Danke für die schnelle Antwort.

Diese ist eine Allied Engine LUBED ist eine komerzielle Schrift. Gibt es da auch eine ähnliche freie Variante?

Gruß Fred


----------



## gavanaa (4. November 2005)

Das hat mich auch schon länger interessiert!

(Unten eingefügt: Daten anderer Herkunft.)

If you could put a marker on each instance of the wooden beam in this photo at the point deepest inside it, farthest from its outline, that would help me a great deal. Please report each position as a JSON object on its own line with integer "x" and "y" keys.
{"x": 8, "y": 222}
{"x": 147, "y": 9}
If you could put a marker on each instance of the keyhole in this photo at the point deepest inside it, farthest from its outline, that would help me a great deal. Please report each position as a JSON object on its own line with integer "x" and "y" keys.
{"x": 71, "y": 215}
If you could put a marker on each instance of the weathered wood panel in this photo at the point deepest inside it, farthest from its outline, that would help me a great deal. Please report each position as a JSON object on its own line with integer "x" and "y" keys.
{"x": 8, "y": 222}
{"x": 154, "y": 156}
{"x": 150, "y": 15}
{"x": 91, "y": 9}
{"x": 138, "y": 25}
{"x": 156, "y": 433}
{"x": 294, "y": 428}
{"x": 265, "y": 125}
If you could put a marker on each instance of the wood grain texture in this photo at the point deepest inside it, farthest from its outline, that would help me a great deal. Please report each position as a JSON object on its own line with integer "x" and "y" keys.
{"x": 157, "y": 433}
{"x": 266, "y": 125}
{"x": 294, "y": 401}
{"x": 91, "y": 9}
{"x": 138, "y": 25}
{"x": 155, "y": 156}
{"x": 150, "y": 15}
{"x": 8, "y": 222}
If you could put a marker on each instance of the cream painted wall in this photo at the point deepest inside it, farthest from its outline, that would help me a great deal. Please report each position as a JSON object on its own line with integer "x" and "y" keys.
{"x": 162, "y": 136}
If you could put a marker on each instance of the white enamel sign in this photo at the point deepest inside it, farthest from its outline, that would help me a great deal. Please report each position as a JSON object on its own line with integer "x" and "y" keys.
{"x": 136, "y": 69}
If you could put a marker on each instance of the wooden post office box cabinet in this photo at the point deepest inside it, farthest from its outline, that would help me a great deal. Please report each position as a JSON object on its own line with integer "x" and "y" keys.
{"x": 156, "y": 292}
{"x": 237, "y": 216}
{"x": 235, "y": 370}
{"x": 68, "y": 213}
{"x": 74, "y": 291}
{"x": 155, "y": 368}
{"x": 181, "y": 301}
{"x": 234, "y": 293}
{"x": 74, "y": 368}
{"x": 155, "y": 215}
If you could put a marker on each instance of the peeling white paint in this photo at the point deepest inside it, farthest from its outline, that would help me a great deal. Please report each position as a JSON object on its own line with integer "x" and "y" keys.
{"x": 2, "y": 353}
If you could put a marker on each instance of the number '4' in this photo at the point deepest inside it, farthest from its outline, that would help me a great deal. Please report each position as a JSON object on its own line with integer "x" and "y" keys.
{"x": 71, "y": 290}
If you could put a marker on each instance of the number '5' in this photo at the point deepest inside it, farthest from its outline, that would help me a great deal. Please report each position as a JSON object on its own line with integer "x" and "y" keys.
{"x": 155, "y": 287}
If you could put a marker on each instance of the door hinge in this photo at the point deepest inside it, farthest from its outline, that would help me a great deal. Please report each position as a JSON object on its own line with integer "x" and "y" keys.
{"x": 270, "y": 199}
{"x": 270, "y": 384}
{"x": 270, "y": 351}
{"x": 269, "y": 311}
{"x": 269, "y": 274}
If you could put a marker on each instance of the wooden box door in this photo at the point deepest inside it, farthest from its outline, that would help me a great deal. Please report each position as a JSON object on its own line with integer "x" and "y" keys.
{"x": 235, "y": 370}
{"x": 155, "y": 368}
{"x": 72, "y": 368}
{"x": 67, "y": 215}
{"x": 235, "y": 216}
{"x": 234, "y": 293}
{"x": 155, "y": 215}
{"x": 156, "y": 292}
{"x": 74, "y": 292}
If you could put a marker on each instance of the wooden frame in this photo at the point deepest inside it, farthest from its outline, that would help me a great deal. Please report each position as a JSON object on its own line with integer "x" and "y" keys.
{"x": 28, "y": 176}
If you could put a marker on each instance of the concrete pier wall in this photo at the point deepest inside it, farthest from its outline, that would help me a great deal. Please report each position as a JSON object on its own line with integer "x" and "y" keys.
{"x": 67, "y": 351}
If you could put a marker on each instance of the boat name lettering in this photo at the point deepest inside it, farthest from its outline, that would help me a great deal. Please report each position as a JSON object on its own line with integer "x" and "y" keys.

Das mit den Strichen ist eine ganz gute Idee, aber man bekommt nicht ganz so detailiert den Effekt hin, da man damit die "überflüssigen Striche" um die Buchstaben herum nicht erstellen kann.


----------



## Meccan (5. November 2005)

ähm aber das ist auch kein problem:

Du darfst halt die Striche nicht in weiß druber legen sondern in schwarz drunter lege
und 'STAUN' da sind dann auch deine außeren Striche!
Ist zwar eine etwas größere Fummelei und bracuth auch geschickt aber si geht es


UND Das ist und wäre alle mal besser als der Basket Font

MFG Carl


----------



## gavanaa (5. November 2005)

Meccan hat gesagt.:
			
		

> ähm aber das ist auch kein problem:
> 
> Du darfst halt die Striche nicht in weiß druber legen sondern in schwarz drunter lege
> und 'STAUN' da sind dann auch deine außeren Striche!
> ...



Hört sich aber nach mühsamen pingelichen arbeiten an ^^


----------



## Meccan (5. November 2005)

ich habe ein mal das alphabet so mühsam durchgearbeitet und habe jetzt eine schöne
zeknirschte schrift!!

OHNE FLEIß kein PREIS  

MFG CARL


----------